Hürriyet'ten Banu Tuna'nın haberine göre yaklaşık 17 yılda İstanbul'un farklı yerlerine yapılan denize dolgu alanların yüzölçümü 2.34 kilometrekarelik Heybeliada'dan büyük bir alana ulaştı.

İstanbul'da 2000'li yıllara kadar Ahırkapı-Bakırköy, Caddebostan-Pendik, Üsküdar-Harem sahilleri ve Avcılar doldurulmuştu. Son 15 yılda ise denizin doldurulmasında önceki yıllara büyük fark atıldı. Maltepe ve Yenikapı sahillerine yapılan dolgular İstanbul'un kuşbakışı görünümünü ve haritasını bile değiştirdi.
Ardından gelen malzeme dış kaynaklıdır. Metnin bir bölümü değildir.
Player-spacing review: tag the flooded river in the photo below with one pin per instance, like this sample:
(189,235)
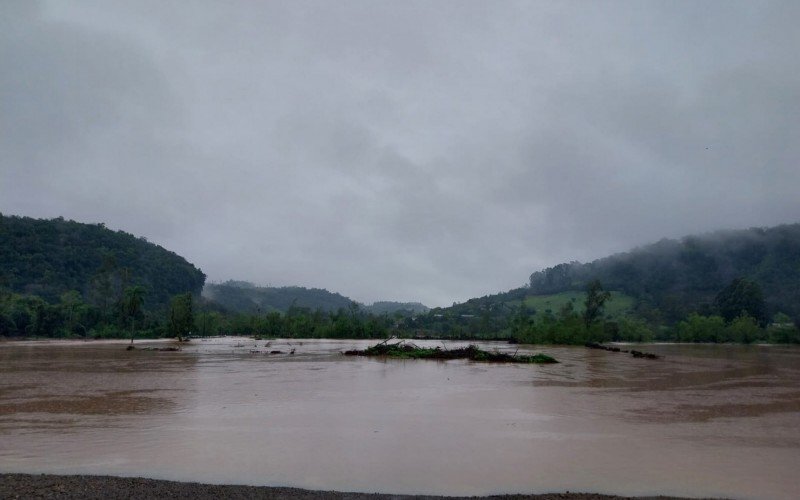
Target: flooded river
(702,421)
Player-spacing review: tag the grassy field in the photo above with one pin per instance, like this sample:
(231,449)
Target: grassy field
(619,305)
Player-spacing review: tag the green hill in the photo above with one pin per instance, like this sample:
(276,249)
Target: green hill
(673,278)
(49,257)
(244,297)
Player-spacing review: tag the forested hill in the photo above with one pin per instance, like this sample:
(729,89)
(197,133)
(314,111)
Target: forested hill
(50,257)
(243,297)
(388,307)
(672,278)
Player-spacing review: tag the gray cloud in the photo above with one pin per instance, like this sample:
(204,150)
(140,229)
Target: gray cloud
(400,150)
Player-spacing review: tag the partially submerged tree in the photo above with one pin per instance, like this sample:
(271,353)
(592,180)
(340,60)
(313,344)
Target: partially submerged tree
(742,296)
(596,298)
(132,305)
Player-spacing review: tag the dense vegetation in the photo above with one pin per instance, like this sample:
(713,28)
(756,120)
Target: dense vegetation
(65,279)
(47,258)
(673,278)
(729,286)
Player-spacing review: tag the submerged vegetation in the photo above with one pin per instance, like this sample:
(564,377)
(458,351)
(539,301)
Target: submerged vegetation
(408,350)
Son yıllarda 2000'den bu yana 2.55 kilometrekarelik bir alan yaratılmış oldu. Bunun içinde Yenikapı ve Maltepe'deki devasa rekreasyon alanları, Yassıada'yı toptan değiştiren dolgular, Ataköy Yat Limanı'na yapılan ekler, Boğaz'da Emirgan ve Çubuklu'da inşa edilen yaya yolları, Tellibaba Koyu'nda Sahil Güvenlik için yapılan doldurma işlemleri, Avcılar sahilindeki park, Yenikapı'dan Beylikdüzü'ndeki yeni yerine taşınan balık hali, Pendik'te inşa edilen marina var.
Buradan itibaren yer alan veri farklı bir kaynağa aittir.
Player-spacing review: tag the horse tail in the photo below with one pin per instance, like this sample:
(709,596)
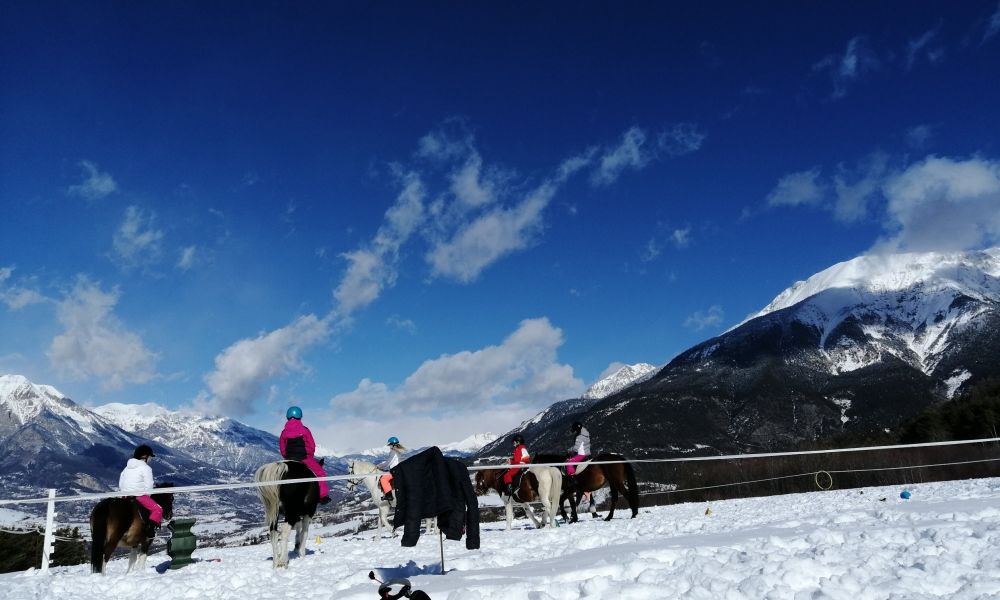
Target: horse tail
(270,495)
(98,536)
(555,492)
(632,494)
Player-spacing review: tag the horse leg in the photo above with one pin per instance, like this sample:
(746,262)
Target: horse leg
(143,549)
(301,535)
(279,544)
(614,500)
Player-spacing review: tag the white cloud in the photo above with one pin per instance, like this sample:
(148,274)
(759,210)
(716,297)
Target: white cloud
(631,153)
(187,258)
(398,322)
(476,244)
(797,189)
(943,204)
(469,185)
(856,61)
(921,48)
(242,369)
(96,185)
(680,139)
(491,236)
(681,238)
(449,142)
(17,297)
(704,319)
(96,343)
(136,243)
(370,270)
(523,371)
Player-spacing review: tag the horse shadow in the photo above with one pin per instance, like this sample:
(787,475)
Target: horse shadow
(410,569)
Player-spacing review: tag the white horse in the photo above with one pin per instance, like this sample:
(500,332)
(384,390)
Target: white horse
(549,488)
(369,476)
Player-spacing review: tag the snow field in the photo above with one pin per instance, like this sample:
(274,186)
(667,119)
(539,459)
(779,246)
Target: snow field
(844,544)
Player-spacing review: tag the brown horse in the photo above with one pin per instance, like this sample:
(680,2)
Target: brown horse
(116,522)
(618,476)
(538,484)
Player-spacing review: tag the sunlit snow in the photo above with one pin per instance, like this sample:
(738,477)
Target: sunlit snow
(856,544)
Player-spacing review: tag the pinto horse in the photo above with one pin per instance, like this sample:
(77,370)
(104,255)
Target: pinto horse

Üstelik bazı yerlerdeki tramvay ve tekne park gibi nedenlerle yapılan dolgu alanları bu hesabın dışında. Dolgu alanlarının toplam büyüklüğü bunlar da eklendiğinde Güngören ilçesini geride bırakıyor.
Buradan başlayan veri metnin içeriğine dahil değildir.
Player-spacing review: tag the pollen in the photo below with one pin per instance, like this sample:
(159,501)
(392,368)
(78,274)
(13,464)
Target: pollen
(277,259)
'DOLGU ALANLARI DEPREMDE EN RİSKLİ ALANLAR'

İstanbul'dan son dönemdeki ulaşım ve kentsel dönüşüm projeleriyle birlikte devasa bir hafriyat yığını çıktı. Bu hafriyat kentte yeni dolgu alanları yapılması için kullanıldı. Öte yandan dolgu alanları depremde en riskli alanlardan biri olarak görülüyor. İstanbul'daki 1999 depreminde sahil şeridinde en fazla yıkım temeli olmayan bu alanlarda yapılan binalarda yaşanmıştı.

Şehir Plancıları Odası deniz doldurma furyasını şöyle değerlendiriyor:

"Boğaz hattında otopark yapımı için devam eden dolgular, Kadıköy'de cami, Yenikapı'da arıtma tesisi, Maltepe'de miting alanı, tüm Marmara kıyısı boyunca devam eden yollarda görüldüğü gibi her türlü kamusal donatı ihtiyacının karşılanmasında arazi elde etmenin yolu ne yazık ki dolgu yapmak gibi görünüyor. Kent içinde yaratamadığımız yeşil alanlar ile koruyamadığımız sahil şeridini dolgu alanları yaparak telafi etmeye çalışıyoruz. Oysa Boğaz gibi eşsiz coğrafyaya sahip bir kentte, kıyıların doğal olarak korunması kent estetiğini artıran bir unsur olabilirdi."